Department of Electrical and Computer Engineering, Carnegie Mellon University, Pittsburgh, Pennsylvania 15213, United States.
Department of Biomedical Engineering, Carnegie Mellon University, Pittsburgh, Pennsylvania 15213, United States.
J Phys Chem Lett. 2023 Nov 23;14(46):10427-10434. doi: 10.1021/acs.jpclett.3c02398. Epub 2023 Nov 13.
Recent advances in language models have enabled the protein modeling community with a powerful tool that uses transformers to represent protein sequences as text. This breakthrough enables a sequence-to-property prediction for peptides without relying on explicit structural data. Inspired by the recent progress in the field of large language models, we present PeptideBERT, a protein language model specifically tailored for predicting essential peptide properties such as hemolysis, solubility, and nonfouling. The PeptideBERT utilizes the ProtBERT pretrained transformer model with 12 attention heads and 12 hidden layers. Through fine-tuning the pretrained model for the three downstream tasks, our model is state of the art (SOTA) in predicting hemolysis, which is crucial for determining a peptide's potential to induce red blood cells as well as nonfouling properties. Leveraging primarily shorter sequences and a data set with negative samples predominantly associated with insoluble peptides, our model showcases remarkable performance.
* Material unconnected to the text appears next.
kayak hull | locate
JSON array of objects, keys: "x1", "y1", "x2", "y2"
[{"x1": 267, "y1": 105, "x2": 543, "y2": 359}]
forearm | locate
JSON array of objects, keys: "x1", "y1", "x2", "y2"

近年来,语言模型的发展为蛋白质建模社区提供了一个强大的工具,该工具使用转换器将蛋白质序列表示为文本。这一突破使我们能够在不依赖于明确结构数据的情况下,对肽进行序列到属性的预测。受大型语言模型领域最新进展的启发,我们提出了 PeptideBERT,这是一种专门针对预测必需肽性质(如溶血、溶解度和非黏附性)的蛋白质语言模型。PeptideBERT 使用 ProtBERT 预先训练的转换器模型,具有 12 个注意力头和 12 个隐藏层。通过对三个下游任务进行微调,我们的模型在预测溶血方面达到了最先进的水平(SOTA),这对于确定肽诱导红细胞的潜力以及非黏附性性质至关重要。我们的模型主要利用较短的序列和一个主要包含与不溶性肽相关的负样本的数据集,展示了出色的性能。